Онлайн книга «Кассия»

Cтраница 380

«И се, даровал тебе Бог всех плывущих с тобою»… Значит, это был самообман?.. Нет, просто она недостойна, чтобы ее молитва была услышана…

«Господи, не ради моих молитв, но по единой милости Твоей!..»

Снег повисал на ресницах, таял на губах. Мокрый и холодный – такой же холодный, как страх, сжимавший ее сердце с того самого момента, как она простилась с императором…

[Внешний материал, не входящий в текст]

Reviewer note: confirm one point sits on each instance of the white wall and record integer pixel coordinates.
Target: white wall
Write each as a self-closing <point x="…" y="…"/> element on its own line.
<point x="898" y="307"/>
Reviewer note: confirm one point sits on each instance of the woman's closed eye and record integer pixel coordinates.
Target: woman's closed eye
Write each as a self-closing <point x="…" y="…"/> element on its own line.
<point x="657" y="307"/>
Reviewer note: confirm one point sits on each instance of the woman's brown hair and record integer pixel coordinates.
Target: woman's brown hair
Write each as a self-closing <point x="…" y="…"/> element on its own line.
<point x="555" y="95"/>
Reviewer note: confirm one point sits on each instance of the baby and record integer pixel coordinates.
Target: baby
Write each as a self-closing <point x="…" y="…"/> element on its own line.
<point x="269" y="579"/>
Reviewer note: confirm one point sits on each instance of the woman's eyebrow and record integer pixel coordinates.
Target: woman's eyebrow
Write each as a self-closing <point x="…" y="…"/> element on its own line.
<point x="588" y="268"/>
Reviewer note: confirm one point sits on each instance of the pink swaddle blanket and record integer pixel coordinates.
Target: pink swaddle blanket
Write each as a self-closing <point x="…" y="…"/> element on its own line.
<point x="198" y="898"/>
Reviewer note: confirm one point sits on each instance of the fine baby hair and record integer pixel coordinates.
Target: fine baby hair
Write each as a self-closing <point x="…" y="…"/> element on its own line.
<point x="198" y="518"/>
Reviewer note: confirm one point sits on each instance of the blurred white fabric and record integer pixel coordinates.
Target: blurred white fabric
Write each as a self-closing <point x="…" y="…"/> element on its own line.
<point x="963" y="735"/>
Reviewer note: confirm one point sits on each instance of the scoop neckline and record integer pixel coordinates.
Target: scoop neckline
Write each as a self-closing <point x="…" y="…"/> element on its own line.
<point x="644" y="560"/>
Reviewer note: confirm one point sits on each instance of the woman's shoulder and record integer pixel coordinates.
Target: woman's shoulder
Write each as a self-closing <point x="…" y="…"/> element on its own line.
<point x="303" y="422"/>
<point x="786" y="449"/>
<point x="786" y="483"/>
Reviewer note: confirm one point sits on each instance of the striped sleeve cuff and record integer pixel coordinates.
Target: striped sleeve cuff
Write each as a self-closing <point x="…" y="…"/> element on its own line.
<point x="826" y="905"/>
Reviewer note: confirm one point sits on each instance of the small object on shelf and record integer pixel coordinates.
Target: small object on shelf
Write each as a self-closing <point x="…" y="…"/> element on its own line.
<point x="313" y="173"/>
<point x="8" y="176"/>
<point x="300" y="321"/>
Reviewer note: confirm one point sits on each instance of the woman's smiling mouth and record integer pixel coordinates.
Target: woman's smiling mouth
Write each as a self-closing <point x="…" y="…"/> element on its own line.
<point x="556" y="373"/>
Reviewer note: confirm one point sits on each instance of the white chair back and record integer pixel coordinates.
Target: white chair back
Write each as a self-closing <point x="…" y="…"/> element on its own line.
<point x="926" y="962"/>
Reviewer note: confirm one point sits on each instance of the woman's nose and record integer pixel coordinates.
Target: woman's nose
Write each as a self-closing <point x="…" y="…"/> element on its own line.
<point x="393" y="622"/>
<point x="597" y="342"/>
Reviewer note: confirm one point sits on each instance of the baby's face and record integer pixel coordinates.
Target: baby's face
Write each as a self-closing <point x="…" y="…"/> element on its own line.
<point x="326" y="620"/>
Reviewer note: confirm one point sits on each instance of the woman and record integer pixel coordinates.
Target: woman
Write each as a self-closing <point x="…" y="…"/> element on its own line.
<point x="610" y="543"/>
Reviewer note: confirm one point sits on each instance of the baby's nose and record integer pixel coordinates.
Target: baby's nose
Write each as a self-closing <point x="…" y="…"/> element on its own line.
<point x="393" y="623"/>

Игуменья вошла в нартекс и вытерла ноги о шерстяной коврик. Она пришла чуть раньше: в било ударили только что, и сестра Марфа, возжигавшая лампады, еще не обошла храм. Здесь было теплее, чем на улице, но не намного. Какая-то сестра молилась, стоя на коленях слева, почти под самым окном. Евфимия! «Где двое или трое собраны во имя Мое…» Неужели Бог не услышит? Ведь не только они двое молятся за государя, а еще множество людей!.. Евфимия подняла голову и посмотрела на игуменью, в ее глазах стоял тот же вопрос: неужели не услышит?.. «Это жестоко! – мелькнула у Кассии мысль. – Хотя в этом виноваты мы сами, должно быть… У нас мало веры!..» Но надо было взять себя в руки: в храм начинали собираться сестры. Наступала память святителей Александрийских Афанасия и Кирилла, которые всю жизнь боролись за православие, обличали еретиков и увещевали не общаться с ними… А накануне была память преподобного Антония Великого… Антония, называвшего современную ему арианскую ересь бесовским учением и завещавшего перед смертью не иметь никакого общения с еретиками… Антония, которому Бог на его вопросы по поводу странностей промысла о разных людях сказал только: «Себе внимай!»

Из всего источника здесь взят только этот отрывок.